Ninety-two-thousand people have pressed Ottawa to reject a proposal to store nuclear waste in an underground vault near the Great Lakes, fearing a spill would contaminate this source of drinking water for 40 million in Canada and the United States.
A 6,000-page petition signed by opponents of local utility Ontario Power Generation's proposal to store waste in a deep limestone vault to be drilled beneath the world's largest operating nuclear power plant on the Bruce Peninsula, more than 200 kilometers northwest of Toronto, was delivered to Environment Minister Catherine McKenna, her office confirmed Thursday.
McKenna is expected to rule on the project in March after an independent review panel in May 2015 recommended that it be approved.
Ontario Power Generation says the rock at this location is impermeable and has been stable for 450 million years, and thus is ideal for storing radioactive waste, which can take millions of years to decay.
OPG spokesman Neil Kelly said, "Public health and safety will be protected."
But critics reject their assurances, and say any risk of contamination of the largest group of freshwater lakes, created by retreating glaciers 14,000 years go, and containing more than 20 percent of the world's surface fresh water, is too great.
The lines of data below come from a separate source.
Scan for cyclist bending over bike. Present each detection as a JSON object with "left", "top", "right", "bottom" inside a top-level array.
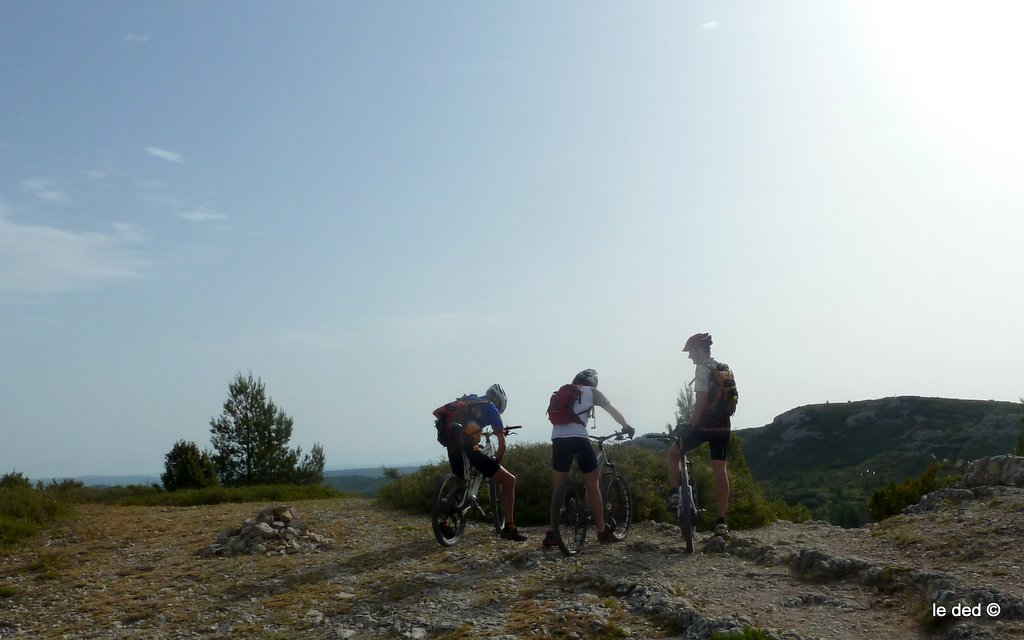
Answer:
[
  {"left": 432, "top": 384, "right": 527, "bottom": 541},
  {"left": 543, "top": 369, "right": 635, "bottom": 548}
]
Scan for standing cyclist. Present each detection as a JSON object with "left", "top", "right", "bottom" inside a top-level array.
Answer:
[
  {"left": 432, "top": 384, "right": 527, "bottom": 541},
  {"left": 668, "top": 333, "right": 732, "bottom": 537},
  {"left": 543, "top": 369, "right": 635, "bottom": 548}
]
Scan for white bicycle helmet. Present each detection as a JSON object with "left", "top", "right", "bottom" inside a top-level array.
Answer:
[
  {"left": 572, "top": 368, "right": 598, "bottom": 388},
  {"left": 485, "top": 383, "right": 508, "bottom": 414}
]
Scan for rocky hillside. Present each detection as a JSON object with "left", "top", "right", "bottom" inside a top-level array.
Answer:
[
  {"left": 739, "top": 396, "right": 1021, "bottom": 520},
  {"left": 2, "top": 456, "right": 1023, "bottom": 640}
]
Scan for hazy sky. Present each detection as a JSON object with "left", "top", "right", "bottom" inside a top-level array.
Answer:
[{"left": 2, "top": 2, "right": 1021, "bottom": 479}]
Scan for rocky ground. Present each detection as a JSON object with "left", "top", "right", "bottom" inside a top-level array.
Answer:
[{"left": 1, "top": 484, "right": 1022, "bottom": 639}]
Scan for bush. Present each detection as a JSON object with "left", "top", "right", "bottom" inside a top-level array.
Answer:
[
  {"left": 867, "top": 462, "right": 958, "bottom": 521},
  {"left": 161, "top": 440, "right": 218, "bottom": 492},
  {"left": 0, "top": 471, "right": 31, "bottom": 490},
  {"left": 0, "top": 474, "right": 75, "bottom": 547}
]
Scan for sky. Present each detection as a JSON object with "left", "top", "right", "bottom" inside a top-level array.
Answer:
[{"left": 2, "top": 1, "right": 1021, "bottom": 480}]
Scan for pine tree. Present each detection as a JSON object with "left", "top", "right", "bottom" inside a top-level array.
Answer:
[
  {"left": 675, "top": 381, "right": 695, "bottom": 426},
  {"left": 210, "top": 372, "right": 313, "bottom": 486}
]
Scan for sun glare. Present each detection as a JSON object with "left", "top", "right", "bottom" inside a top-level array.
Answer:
[{"left": 855, "top": 1, "right": 1024, "bottom": 177}]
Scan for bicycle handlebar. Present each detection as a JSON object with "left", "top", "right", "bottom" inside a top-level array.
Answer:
[
  {"left": 644, "top": 433, "right": 679, "bottom": 445},
  {"left": 590, "top": 429, "right": 633, "bottom": 444},
  {"left": 481, "top": 424, "right": 521, "bottom": 437}
]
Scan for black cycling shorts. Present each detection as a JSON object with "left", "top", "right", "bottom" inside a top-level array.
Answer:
[
  {"left": 678, "top": 415, "right": 731, "bottom": 461},
  {"left": 447, "top": 446, "right": 500, "bottom": 479},
  {"left": 551, "top": 437, "right": 598, "bottom": 474}
]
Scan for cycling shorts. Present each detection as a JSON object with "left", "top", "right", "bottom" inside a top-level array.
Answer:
[
  {"left": 678, "top": 415, "right": 731, "bottom": 461},
  {"left": 551, "top": 437, "right": 598, "bottom": 474},
  {"left": 447, "top": 445, "right": 500, "bottom": 479}
]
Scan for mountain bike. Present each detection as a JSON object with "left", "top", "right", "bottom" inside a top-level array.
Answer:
[
  {"left": 549, "top": 430, "right": 633, "bottom": 556},
  {"left": 646, "top": 431, "right": 699, "bottom": 553},
  {"left": 431, "top": 425, "right": 521, "bottom": 547}
]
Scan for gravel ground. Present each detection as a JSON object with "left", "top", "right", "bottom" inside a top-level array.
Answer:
[{"left": 1, "top": 488, "right": 1022, "bottom": 639}]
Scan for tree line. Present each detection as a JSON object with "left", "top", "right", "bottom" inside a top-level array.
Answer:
[{"left": 161, "top": 372, "right": 325, "bottom": 492}]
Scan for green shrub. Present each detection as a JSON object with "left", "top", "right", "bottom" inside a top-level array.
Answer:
[
  {"left": 0, "top": 514, "right": 40, "bottom": 547},
  {"left": 768, "top": 498, "right": 812, "bottom": 523},
  {"left": 867, "top": 462, "right": 958, "bottom": 521},
  {"left": 161, "top": 440, "right": 218, "bottom": 492},
  {"left": 0, "top": 472, "right": 32, "bottom": 490},
  {"left": 0, "top": 477, "right": 75, "bottom": 547}
]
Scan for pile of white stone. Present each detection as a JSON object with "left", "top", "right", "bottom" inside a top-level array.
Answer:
[{"left": 198, "top": 505, "right": 334, "bottom": 557}]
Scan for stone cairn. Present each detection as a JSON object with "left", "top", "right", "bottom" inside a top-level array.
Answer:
[{"left": 198, "top": 505, "right": 334, "bottom": 557}]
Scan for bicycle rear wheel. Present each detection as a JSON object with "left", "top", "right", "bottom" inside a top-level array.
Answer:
[
  {"left": 550, "top": 480, "right": 587, "bottom": 556},
  {"left": 431, "top": 473, "right": 467, "bottom": 547},
  {"left": 601, "top": 472, "right": 632, "bottom": 542},
  {"left": 488, "top": 479, "right": 505, "bottom": 535}
]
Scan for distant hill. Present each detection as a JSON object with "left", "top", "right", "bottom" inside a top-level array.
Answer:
[
  {"left": 321, "top": 466, "right": 421, "bottom": 496},
  {"left": 738, "top": 396, "right": 1021, "bottom": 525}
]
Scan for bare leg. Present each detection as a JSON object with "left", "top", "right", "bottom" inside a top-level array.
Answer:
[
  {"left": 582, "top": 469, "right": 605, "bottom": 531},
  {"left": 710, "top": 460, "right": 729, "bottom": 519},
  {"left": 492, "top": 467, "right": 517, "bottom": 525},
  {"left": 668, "top": 442, "right": 681, "bottom": 489},
  {"left": 549, "top": 470, "right": 570, "bottom": 528}
]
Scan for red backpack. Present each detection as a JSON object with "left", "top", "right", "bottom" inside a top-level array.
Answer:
[
  {"left": 432, "top": 396, "right": 486, "bottom": 446},
  {"left": 546, "top": 384, "right": 591, "bottom": 426}
]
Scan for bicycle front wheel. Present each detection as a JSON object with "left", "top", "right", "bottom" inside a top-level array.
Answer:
[
  {"left": 488, "top": 478, "right": 505, "bottom": 535},
  {"left": 431, "top": 473, "right": 467, "bottom": 547},
  {"left": 679, "top": 485, "right": 695, "bottom": 553},
  {"left": 601, "top": 473, "right": 632, "bottom": 542},
  {"left": 550, "top": 480, "right": 588, "bottom": 556}
]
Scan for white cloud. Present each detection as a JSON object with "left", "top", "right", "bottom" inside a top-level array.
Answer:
[
  {"left": 0, "top": 202, "right": 149, "bottom": 297},
  {"left": 702, "top": 21, "right": 720, "bottom": 30},
  {"left": 178, "top": 207, "right": 227, "bottom": 222},
  {"left": 21, "top": 178, "right": 69, "bottom": 204},
  {"left": 124, "top": 33, "right": 151, "bottom": 43},
  {"left": 145, "top": 147, "right": 183, "bottom": 163},
  {"left": 83, "top": 169, "right": 107, "bottom": 180}
]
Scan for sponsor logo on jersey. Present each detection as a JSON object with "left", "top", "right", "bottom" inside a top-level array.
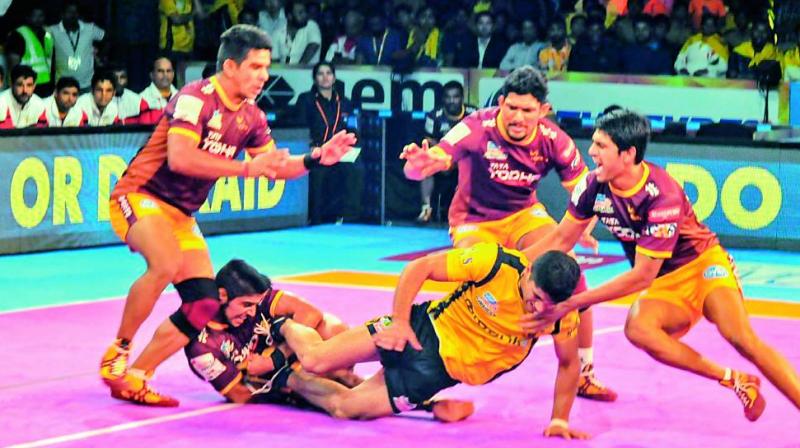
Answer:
[
  {"left": 207, "top": 110, "right": 222, "bottom": 130},
  {"left": 190, "top": 353, "right": 227, "bottom": 382},
  {"left": 476, "top": 292, "right": 499, "bottom": 316},
  {"left": 648, "top": 206, "right": 681, "bottom": 222},
  {"left": 484, "top": 141, "right": 508, "bottom": 160},
  {"left": 593, "top": 194, "right": 614, "bottom": 214},
  {"left": 538, "top": 123, "right": 558, "bottom": 140},
  {"left": 627, "top": 204, "right": 641, "bottom": 221},
  {"left": 704, "top": 265, "right": 730, "bottom": 279},
  {"left": 489, "top": 162, "right": 539, "bottom": 185},
  {"left": 645, "top": 182, "right": 660, "bottom": 197},
  {"left": 644, "top": 223, "right": 677, "bottom": 238},
  {"left": 202, "top": 130, "right": 238, "bottom": 158},
  {"left": 600, "top": 216, "right": 620, "bottom": 226}
]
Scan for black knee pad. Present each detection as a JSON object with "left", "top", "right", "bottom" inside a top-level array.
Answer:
[{"left": 170, "top": 277, "right": 220, "bottom": 339}]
Cities and towns in the United States and Canada, including Chicago and Toronto, have passed 184 resolutions opposing the building of a nuclear waste repository here.
"No scientist, nor geologist can provide us with a 100,000-year guarantee that this nuclear waste dump will not leak and contaminate the Great Lakes," Beverly Fernandez, who spearheaded the campaign against the storage facility, told AFP.
"So when we found out that OPG was trying to locate this nuclear waste right besides the Great Lakes -- the drinking water for 40 million people in two countries -- we felt compelled to do something," she said.